B14 power windows and NX power windows won't work in a B13. I shouldn't say that, I'm sure you could retrofit it somehow, I've put power windows and locks in a truck that never was intended to have them. You can use 4 door B13 mechanisms and motors, however you need to swap the cable system from your 2 door B13 onto the motor from the 4 door, because the 4 door cables are too short or some such nonsense. If you don't mind not having control of the passenger's window from the drivers side, then yeah, you could use the single rear switches. I used all aftermarket power windows and switches because it was going to be easier and the cost was going to be close to what used B13 parts would have cost me. I also did aftermarket central door locks (no switch needed). Mine looks OEM as well.
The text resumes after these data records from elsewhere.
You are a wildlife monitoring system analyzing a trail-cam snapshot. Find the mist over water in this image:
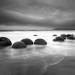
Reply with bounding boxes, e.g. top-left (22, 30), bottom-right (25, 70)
top-left (0, 31), bottom-right (75, 75)
top-left (0, 0), bottom-right (75, 74)
top-left (0, 45), bottom-right (64, 75)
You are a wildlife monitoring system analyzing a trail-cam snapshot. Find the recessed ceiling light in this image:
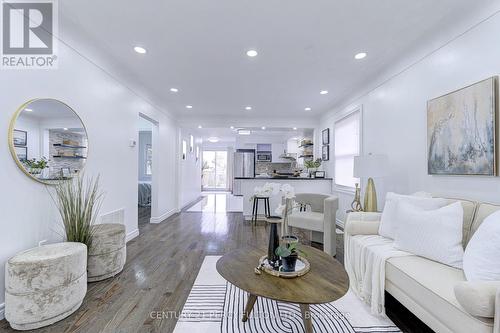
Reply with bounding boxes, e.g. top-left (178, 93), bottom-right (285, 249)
top-left (63, 128), bottom-right (68, 131)
top-left (261, 126), bottom-right (266, 130)
top-left (246, 49), bottom-right (258, 57)
top-left (24, 108), bottom-right (33, 112)
top-left (238, 129), bottom-right (251, 135)
top-left (207, 137), bottom-right (219, 143)
top-left (304, 107), bottom-right (312, 111)
top-left (245, 106), bottom-right (252, 110)
top-left (134, 46), bottom-right (147, 54)
top-left (170, 88), bottom-right (179, 93)
top-left (198, 125), bottom-right (202, 129)
top-left (186, 105), bottom-right (193, 109)
top-left (293, 127), bottom-right (297, 130)
top-left (230, 126), bottom-right (234, 129)
top-left (320, 90), bottom-right (328, 95)
top-left (354, 52), bottom-right (367, 60)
Go here to see the pictures of the install and finished product: 
http://www.sr20forum.com/showthread.php?t=93597
If you want to go the aftermarket route, try eBay or contact me and I can hook you up for close to eBay prices.


----------



## nismoboy93 (Jan 29, 2005)

toolapcfan said:


> B14 power windows and NX power windows won't work in a B13. I shouldn't say that, I'm sure you could retrofit it somehow, I've put power windows and locks in a truck that never was intended to have them. You can use 4 door B13 mechanisms and motors, however you need to swap the cable system from your 2 door B13 onto the motor from the 4 door, because the 4 door cables are too short or some such nonsense. If you don't mind not having control of the passenger's window from the drivers side, then yeah, you could use the single rear switches. I used all aftermarket power windows and switches because it was going to be easier and the cost was going to be close to what used B13 parts would have cost me. I also did aftermarket central door locks (no switch needed). Mine looks OEM as well. Go here to see the pictures of the install and finished product:
> http://www.sr20forum.com/showthread.php?t=93597
> If you want to go the aftermarket route, try eBay or contact me and I can hook you up for close to eBay prices.


did those switches come with the kit i can only find the pods and what did u put in frist the locks or the windows


----------



## toolapcfan (Jul 10, 2002)

The switches all cost the same, so I don't know why nobody on eBay has these push/pull sytle. I put the power locks in first.


----------



## nismoboy93 (Jan 29, 2005)

toolapcfan said:


> The switches all cost the same, so I don't know why nobody on eBay has these push/pull sytle. I put the power locks in first.


it says u can buy ILLUMINATED SWITCHES or non ILLUMINATED SWITCHES do u think those are non ILLUMINATED SWITCHES


----------